No Paraná, as seguradoras pagaram R$ 10,97 milhões em indenizações apenas em
janeiro, alta de 32,7% em relação ao mesmo mês do ano anterior, enquanto a
arrecadação cresceu 17,1%.
Em Mato Grosso
do Sul, o avanço foi ainda mais expressivo nas indenizações. Em janeiro, as
seguradoras desembolsaram R$ 940 mil, aumento de 187,8% frente ao mesmo período
de 2025 com a arrecadação crescendo 12,2%.
Os seguradores
acreditam que em parte o aumento dos desembolsos está relacionado com o aumento
da contratação do seguro residencial e maior frequência de eventos climáticos
severos.
Mas, no caso
específico dos danos elétricos, os delegados do sindicato relatam preocupação
com acionamentos recorrentes, concentração de casos em determinadas regiões, e
ainda, situações em que defeitos de fabricação, desgaste natural ou falhas sem
relação com a rede elétrica acabam sendo comunicados como sinistros cobertos.
Foram citadas
regiões do Paraná, como Oeste, Sudoeste e Noroeste, onde a frequência de
ocorrências aparece acima da média, além de situações suspeitas, como casos de
segurados que tiveram equipamentos indenizados anteriormente e, anos depois,
voltaram a acionar a cobertura para itens semelhantes.
Diante desse
cenário, seguradoras vêm reforçando exigências já previstas nas condições
gerais das apólices, como apresentação de nota fiscal, laudo técnico, fotos,
comprovação da existência do bem e, em alguns casos, protocolo de pedido de
ressarcimento junto à concessionária de energia.
De acordo com o representante do sindicato em Maringá, Fernando Bernardes, o cuidado é importante porque nem todo defeito em equipamento eletrônico é dano elétrico. “Falhas de fabricação, mau uso, desgaste natural ou ausência de manutenção podem não estar cobertos pela apólice.
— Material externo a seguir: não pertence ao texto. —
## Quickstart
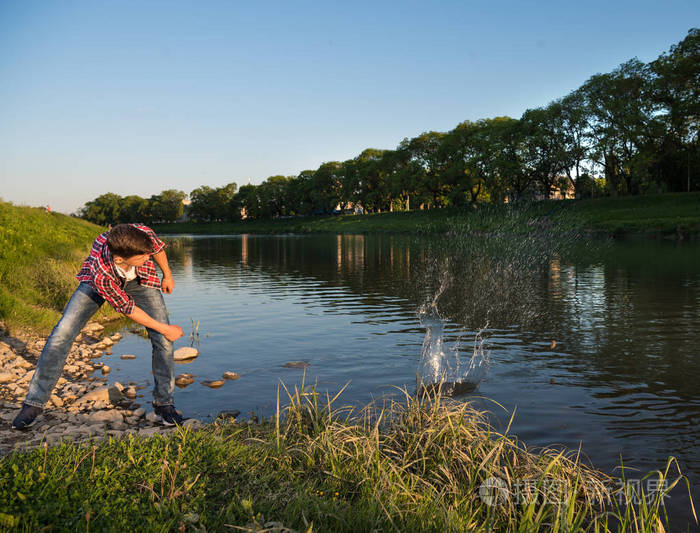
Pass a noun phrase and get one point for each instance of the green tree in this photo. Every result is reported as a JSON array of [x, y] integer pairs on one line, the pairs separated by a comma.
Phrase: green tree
[[103, 210]]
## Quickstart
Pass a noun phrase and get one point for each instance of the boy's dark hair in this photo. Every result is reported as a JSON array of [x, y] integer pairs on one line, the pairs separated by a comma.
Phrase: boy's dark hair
[[127, 241]]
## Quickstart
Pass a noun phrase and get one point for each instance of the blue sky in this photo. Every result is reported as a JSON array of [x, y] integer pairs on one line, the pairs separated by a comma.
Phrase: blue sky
[[138, 97]]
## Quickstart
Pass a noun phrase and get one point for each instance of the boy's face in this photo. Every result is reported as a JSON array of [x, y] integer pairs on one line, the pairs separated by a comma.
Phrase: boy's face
[[134, 260]]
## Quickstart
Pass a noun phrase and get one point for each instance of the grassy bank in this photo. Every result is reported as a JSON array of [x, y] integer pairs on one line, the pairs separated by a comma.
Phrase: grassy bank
[[414, 465], [40, 254], [669, 214]]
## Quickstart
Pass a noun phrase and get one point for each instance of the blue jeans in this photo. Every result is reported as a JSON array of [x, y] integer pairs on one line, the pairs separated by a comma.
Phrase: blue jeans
[[83, 304]]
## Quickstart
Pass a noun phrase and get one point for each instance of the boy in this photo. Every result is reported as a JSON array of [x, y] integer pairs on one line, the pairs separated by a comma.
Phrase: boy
[[119, 270]]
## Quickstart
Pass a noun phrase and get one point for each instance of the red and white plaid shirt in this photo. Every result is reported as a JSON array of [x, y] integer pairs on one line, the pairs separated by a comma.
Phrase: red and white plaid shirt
[[99, 271]]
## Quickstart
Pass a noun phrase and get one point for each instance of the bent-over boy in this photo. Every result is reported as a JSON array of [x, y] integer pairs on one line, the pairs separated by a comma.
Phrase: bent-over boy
[[119, 270]]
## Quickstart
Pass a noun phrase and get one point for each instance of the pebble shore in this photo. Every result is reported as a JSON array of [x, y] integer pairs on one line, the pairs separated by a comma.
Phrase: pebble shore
[[83, 406]]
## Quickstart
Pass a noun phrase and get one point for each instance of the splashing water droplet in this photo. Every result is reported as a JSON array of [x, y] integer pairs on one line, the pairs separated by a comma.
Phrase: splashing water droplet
[[441, 366]]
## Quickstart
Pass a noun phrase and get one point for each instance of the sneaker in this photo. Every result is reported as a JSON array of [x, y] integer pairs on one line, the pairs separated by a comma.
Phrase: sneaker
[[168, 415], [26, 417]]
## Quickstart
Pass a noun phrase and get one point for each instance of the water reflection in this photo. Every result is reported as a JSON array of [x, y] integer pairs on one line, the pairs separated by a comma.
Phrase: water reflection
[[593, 344]]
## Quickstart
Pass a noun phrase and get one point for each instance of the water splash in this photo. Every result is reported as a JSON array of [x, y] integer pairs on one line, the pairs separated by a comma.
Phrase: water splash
[[444, 364]]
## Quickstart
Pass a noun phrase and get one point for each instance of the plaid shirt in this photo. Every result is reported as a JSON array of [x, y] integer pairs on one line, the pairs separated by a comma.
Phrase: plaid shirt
[[98, 270]]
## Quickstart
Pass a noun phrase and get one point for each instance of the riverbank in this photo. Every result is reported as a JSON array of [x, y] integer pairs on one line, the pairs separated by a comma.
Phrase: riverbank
[[40, 254], [666, 216], [83, 404], [420, 464]]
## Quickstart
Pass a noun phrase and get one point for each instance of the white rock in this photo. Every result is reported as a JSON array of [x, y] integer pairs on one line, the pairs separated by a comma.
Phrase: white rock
[[112, 415], [148, 432], [56, 400], [105, 394], [192, 423], [184, 353]]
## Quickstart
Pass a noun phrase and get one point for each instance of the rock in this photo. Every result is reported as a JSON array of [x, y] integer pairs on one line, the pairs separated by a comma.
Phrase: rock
[[185, 353], [56, 400], [192, 423], [111, 415], [105, 394], [149, 432], [295, 364], [183, 380], [224, 415], [93, 327]]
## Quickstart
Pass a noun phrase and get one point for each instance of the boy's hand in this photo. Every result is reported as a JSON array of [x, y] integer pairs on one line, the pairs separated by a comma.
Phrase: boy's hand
[[167, 284], [173, 332]]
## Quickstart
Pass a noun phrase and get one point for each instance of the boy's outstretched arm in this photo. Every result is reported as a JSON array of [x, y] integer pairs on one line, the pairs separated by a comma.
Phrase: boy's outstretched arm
[[171, 332], [167, 284]]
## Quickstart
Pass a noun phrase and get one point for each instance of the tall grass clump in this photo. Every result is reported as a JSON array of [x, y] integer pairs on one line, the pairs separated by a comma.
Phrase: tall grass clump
[[40, 254], [415, 464]]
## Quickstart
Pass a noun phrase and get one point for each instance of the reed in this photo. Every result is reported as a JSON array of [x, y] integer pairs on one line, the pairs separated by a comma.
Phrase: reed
[[408, 463]]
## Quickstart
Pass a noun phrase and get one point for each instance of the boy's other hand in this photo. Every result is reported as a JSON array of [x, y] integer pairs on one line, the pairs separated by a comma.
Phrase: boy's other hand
[[173, 332], [167, 284]]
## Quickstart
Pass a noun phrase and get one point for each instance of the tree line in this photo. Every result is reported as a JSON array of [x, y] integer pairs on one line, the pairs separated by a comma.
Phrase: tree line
[[630, 131]]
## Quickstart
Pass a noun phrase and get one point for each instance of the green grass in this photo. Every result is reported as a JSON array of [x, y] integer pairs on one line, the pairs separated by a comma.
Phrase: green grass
[[667, 214], [412, 465], [40, 254]]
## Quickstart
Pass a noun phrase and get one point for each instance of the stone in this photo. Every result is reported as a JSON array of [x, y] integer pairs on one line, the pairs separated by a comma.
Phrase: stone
[[93, 327], [149, 432], [232, 414], [111, 415], [56, 400], [105, 394], [185, 353], [213, 383], [183, 380], [296, 364]]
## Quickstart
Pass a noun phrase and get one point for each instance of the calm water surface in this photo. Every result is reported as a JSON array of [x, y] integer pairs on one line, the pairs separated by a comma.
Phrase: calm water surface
[[621, 379]]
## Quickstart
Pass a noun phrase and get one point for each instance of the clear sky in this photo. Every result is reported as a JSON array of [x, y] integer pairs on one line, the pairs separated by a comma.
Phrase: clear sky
[[138, 97]]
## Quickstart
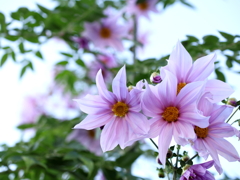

Por isso, a documentação técnica é essencial para diferenciar um sinistro legítimo de uma ocorrência sem cobertura ou de uma possível fraude”, explicou.
As fraudes continuam representando um desafio relevante para o
setor segurador. Segundo dados da CNseg, em 2024, os sinistros registrados
pelas seguradoras somaram R$ 41 bilhões. Desse montante, R$ 5,4 bilhões
apresentaram indícios de irregularidades e cerca de R$ 1,1 bilhão foram
efetivamente confirmados como fraude. Os números reforçam a importância dos
investimentos em prevenção, tecnologia e conscientização para proteger
segurados e preservar o equilíbrio do sistema de seguros.